Huge conglomerations of people, big fucked-up metropoles, like in overcrowded India, means there is water and food a plenty in the neighbourhood. You really think you'll find a billion people trooping together in the middle of nowhere, in the dry fucking desert, just for the heck of it? Think again, frisco. It's so common for Western people to think that these countries are underdeveloped. That they do everything on foot or ride on mules. That they communicate with each other using smoke signals and shit. I'll tell you something: I have without a single doubt in my mind walked more kilometres on foot than your average Indian. You shouldn't worry about any of these people. Their video store has more worn out tapes of obscure Bollywood motion pictures than we have dvd's.
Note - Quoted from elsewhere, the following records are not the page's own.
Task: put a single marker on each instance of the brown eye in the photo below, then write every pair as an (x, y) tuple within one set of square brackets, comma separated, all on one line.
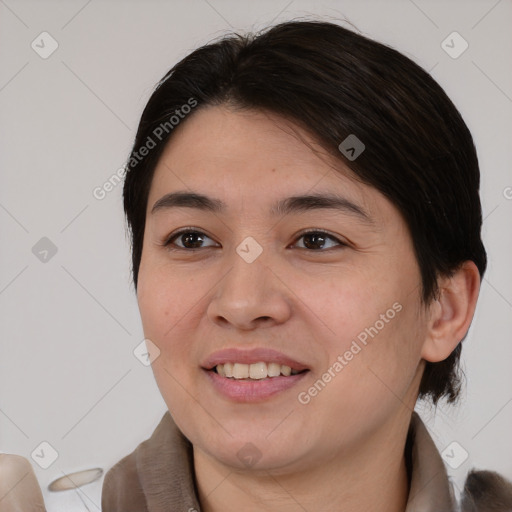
[(316, 240), (187, 239)]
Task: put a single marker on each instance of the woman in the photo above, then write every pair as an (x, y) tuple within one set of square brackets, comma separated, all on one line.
[(305, 217)]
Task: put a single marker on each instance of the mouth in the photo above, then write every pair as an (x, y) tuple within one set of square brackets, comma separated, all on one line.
[(255, 371), (252, 375)]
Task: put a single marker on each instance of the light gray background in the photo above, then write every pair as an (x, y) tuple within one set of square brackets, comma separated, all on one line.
[(69, 326)]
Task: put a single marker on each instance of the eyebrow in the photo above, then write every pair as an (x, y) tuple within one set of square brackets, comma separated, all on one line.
[(289, 205)]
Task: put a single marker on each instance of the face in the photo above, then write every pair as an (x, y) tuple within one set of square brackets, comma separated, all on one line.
[(248, 282)]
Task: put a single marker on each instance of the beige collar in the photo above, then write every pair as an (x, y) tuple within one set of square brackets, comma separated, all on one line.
[(159, 477)]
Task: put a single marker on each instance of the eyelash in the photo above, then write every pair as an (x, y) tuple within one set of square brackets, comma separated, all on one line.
[(169, 244)]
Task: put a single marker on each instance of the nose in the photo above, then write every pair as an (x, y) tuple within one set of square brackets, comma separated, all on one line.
[(250, 295)]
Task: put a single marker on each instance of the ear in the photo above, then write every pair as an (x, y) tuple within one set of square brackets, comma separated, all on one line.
[(451, 314)]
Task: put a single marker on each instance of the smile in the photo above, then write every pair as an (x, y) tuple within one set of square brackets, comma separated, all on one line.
[(255, 371)]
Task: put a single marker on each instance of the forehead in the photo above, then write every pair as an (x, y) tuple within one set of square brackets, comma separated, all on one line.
[(252, 158)]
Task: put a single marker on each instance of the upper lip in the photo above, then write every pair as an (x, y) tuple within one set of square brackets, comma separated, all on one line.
[(250, 356)]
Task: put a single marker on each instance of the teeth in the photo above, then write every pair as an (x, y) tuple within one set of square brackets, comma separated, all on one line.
[(255, 371)]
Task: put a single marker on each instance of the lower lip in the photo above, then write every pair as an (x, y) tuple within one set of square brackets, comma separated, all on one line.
[(252, 390)]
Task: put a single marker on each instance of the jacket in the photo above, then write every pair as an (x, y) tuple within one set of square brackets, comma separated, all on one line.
[(158, 476)]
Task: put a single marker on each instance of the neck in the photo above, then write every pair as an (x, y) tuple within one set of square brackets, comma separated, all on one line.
[(372, 477)]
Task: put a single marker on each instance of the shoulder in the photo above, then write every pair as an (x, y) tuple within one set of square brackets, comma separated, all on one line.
[(122, 491), (486, 491)]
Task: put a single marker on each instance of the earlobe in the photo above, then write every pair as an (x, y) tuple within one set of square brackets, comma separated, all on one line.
[(451, 314)]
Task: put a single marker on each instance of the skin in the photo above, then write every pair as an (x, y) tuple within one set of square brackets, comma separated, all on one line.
[(344, 449)]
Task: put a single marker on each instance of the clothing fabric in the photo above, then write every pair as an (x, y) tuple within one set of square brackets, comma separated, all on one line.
[(158, 476)]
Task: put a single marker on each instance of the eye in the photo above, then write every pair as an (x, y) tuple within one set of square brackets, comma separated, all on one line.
[(316, 240), (189, 238)]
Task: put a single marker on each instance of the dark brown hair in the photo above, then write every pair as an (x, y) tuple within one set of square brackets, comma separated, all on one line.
[(333, 82)]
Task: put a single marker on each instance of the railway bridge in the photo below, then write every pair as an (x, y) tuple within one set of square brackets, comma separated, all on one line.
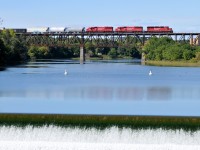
[(103, 39)]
These guys drive the cars that we don't want anymore. They've never heard of lead-free fuel. And they have cellular phones, don't you worry. Two outta three Chinese farmers have a cellular phone, and as we all know: one outta five people on earth is a Chinese farmer.
Plus: everybody just loves the Western way of life. From Alaska to Beijing. And this will only get worse in the coming years. Soon America will no longer be the world's greatest polluter. Soon their shacks will be replaced by plastic non-bio-degradable shelters. Soon they'll be buying fresh, clean air from us.
How come it is so fucking hard to admit: we are almost at the last page of the novel, the end of the movie, the grand finale. We've fucked up and it's because of morons like you and your mother and father and my mother and father and everyone's mother and father that this last page, this final moment, this so-called climax will be the biggest disappointment ever: 'WE'VE RUN OUT OF OIL, AND NOW WE'RE DOOMED!'
Try making plastic out of solar energy, frisco. Try transporting tons of food along the concrete highway with wind energy, frisco. Try flying from Brussels to New York on bio-diesel, frisco. And try feeding six billion people that way. I dare you.
I give all of us ten more years. By that time fossil fuels will be as rare as platinum or 24-carat diamonds. By that time it'll be survival of the fittest. I wish all of you good luck.